The rest of the story: Pedroza fought once more and retired. He made a brief comeback in 1991, going 3-1 before retiring for good. McGuigan made two title defenses and then lost the crown to unheralded Stevie Cruz in 1986. He retired and then attempted a comeback in 1988, going 3-1 before retiring again. Both featherweights are enshrined in the Hall of Fame, although McGuigan's induction has been the subject of debate.
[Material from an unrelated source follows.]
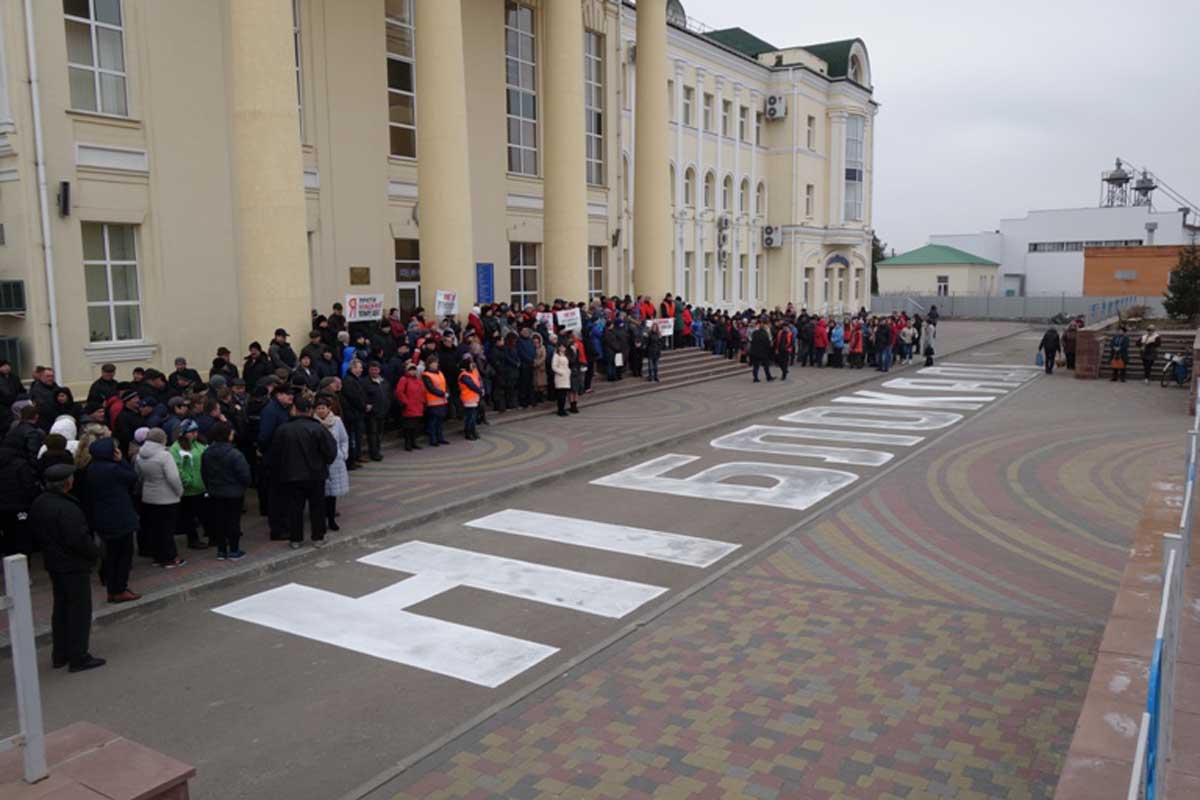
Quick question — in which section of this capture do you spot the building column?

 The champion: When Fidel Castro banned professional boxing from Cuba in 1961, Jose Napoles was literally a man without a country. He left Cuba in order to resume his career and wound up settling in Mexico. He won the title from Curtis Cokes in 1969 and, over the course of two reigns, made thirteen title defenses. Among those he defeated were Emile Griffith, Ernie Lopez and Hedgemon Lewis. He lost the title on cuts against Billy Backus and immediately regained it a rematch. In 1974, he lost in a bid to challenge middleweight champion Carlos Monzon and then returned to middleweight.

The fight – John H. Stracey TKO 6 Jose Napoles, 1976: The fight took place in a bull ring in Mexico City with more than 50,000 fans in attendance. Napoles, 35, opened strongly, dropping Stracey, 25, in the first round. But the challenger would not be denied. Boxing behind a stiff left jab, Stracey (a converted southpaw) began battering the champion with one-twos. By the sixth round, Napoles was bleeding from a cut above his right eye and his left eye was swollen shut. The end came with dignity for Napoles, as the referee halted the bout with the champion still on his feet.

The rest of the story: Napoles would never fight again. He retired with a 77-7 record with 54 knockouts. He is a member of the International Boxing Hall of Fame. Stracey made one successful title defense against Hedgemon Lewis and then lost the crown to future Hall of Famer Carlos Palomino. Stracey once sparred with Napoles and took away important lessons from that meeting. He remembered how effective his jab was and ultimately used that to defeat the champion.

We’ll see what happens Saturday night when young and old collide.